Othello is surely the 'problem play' par excellence. Watching the torture and utter ruin of a 'noble heart' for mere sport is akin to a particularly one-sided bullfight. Dan Hilton's production, however, is notable for the near-absence of malevolence, Iago here barely rising above the mildly dyspeptic.

It is a shame, for it unbalances what is otherwise a strongly-cast and gripping production. That SATTF is around to stage an eighth season is in itself a triumph and a mark of the affection with which it is held in Bristol.
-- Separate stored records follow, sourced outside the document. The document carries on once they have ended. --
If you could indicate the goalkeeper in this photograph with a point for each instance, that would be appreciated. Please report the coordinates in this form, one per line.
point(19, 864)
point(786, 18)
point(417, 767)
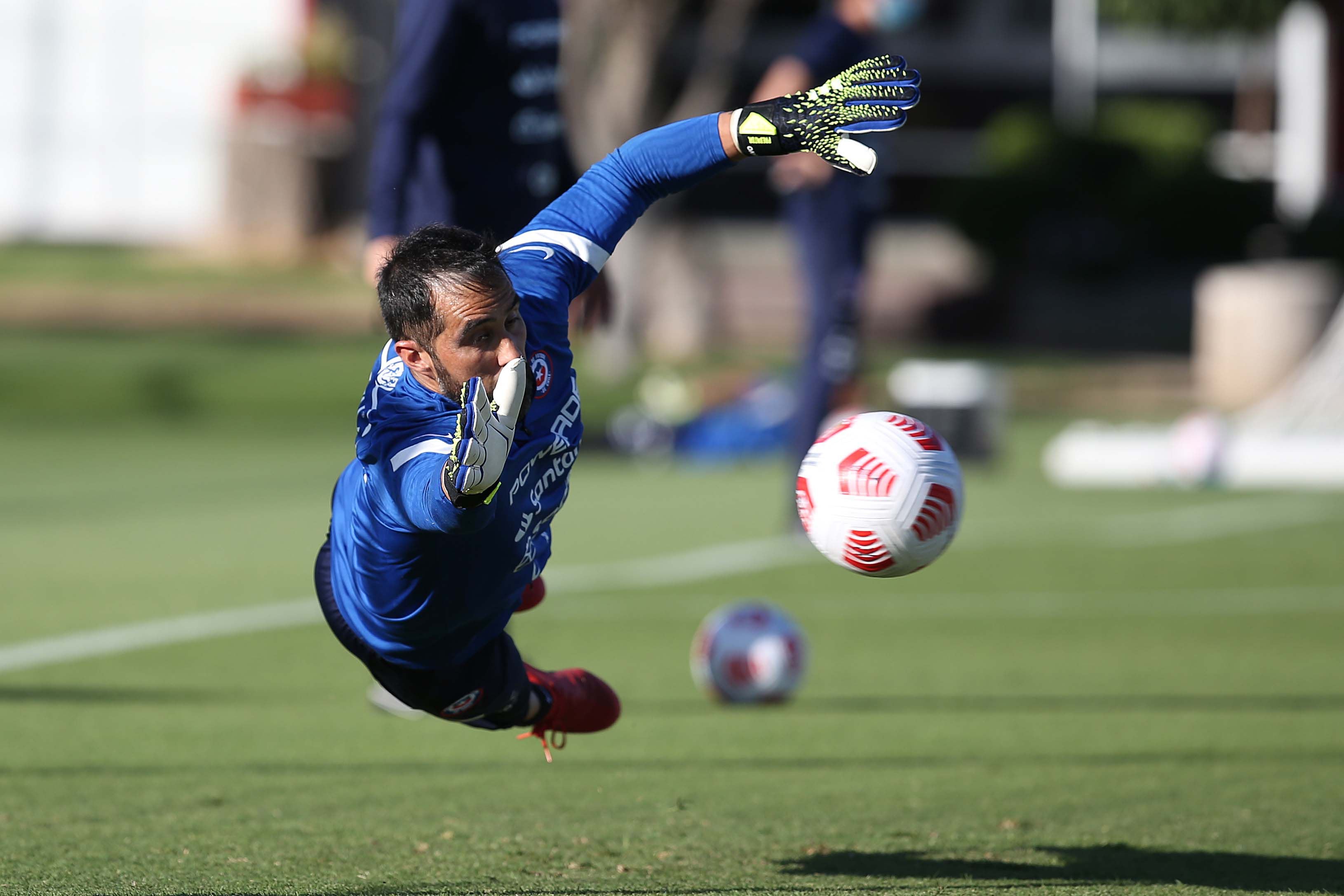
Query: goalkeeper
point(470, 426)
Closure, which threatened the company last year after it was plunged into the red, was averted by a fundraising appeal.

Happily, Leo Wringer, who played Aaron in Titus Andronicus - the rock on which SATTF nearly foundered - returns to triumph, effortlessly commanding in the scene in which he explains to the Ventian council how he came to woo, and win, Desdemona.

Wringer, slight and dapper in a suit - the play is unshowily updated to the Edwardian era - is fully at ease too as the Othello who advises, "Put up your bright swords for the dew will rust them". That he has yet to find the pitch of grief, rage and despair demanded by Othello's unravelling must in part be laid at the door of the actor playing his tormentor - step forward Chris Donnelly.

Iago is, of course, ultimately unfathomable. Coleridge famously wrote of his "motiveless malignity". But if an actor does not show why Iago does what he does, he at least has to show the malignity. Donnelly, or Hilton, chooses not to, resulting in an Iago with all the bite of a daytime TV presenter.

Elsewhere, Wringer receives fine support from Byron Mondahl whose Roderigo has more than a little of the late Roy Kinnear about him; Philip Buck as Cassio and Saskia Portway as a particularly sweet and winning Desdemona. Paul Nicholson as Brabantio is, however perhaps a little too frail.

Hilton's experience and intelligence illuminates the production. In the early council chamber scene, he sets Desdemona apart, on a chair in the corner, while the men set about sorting the affairs of state. It's a deft touch.

There is certainly room for improvement then, not least with the fluffed lines which punctuated the performance I saw. But this Othello overall is cause for celebration.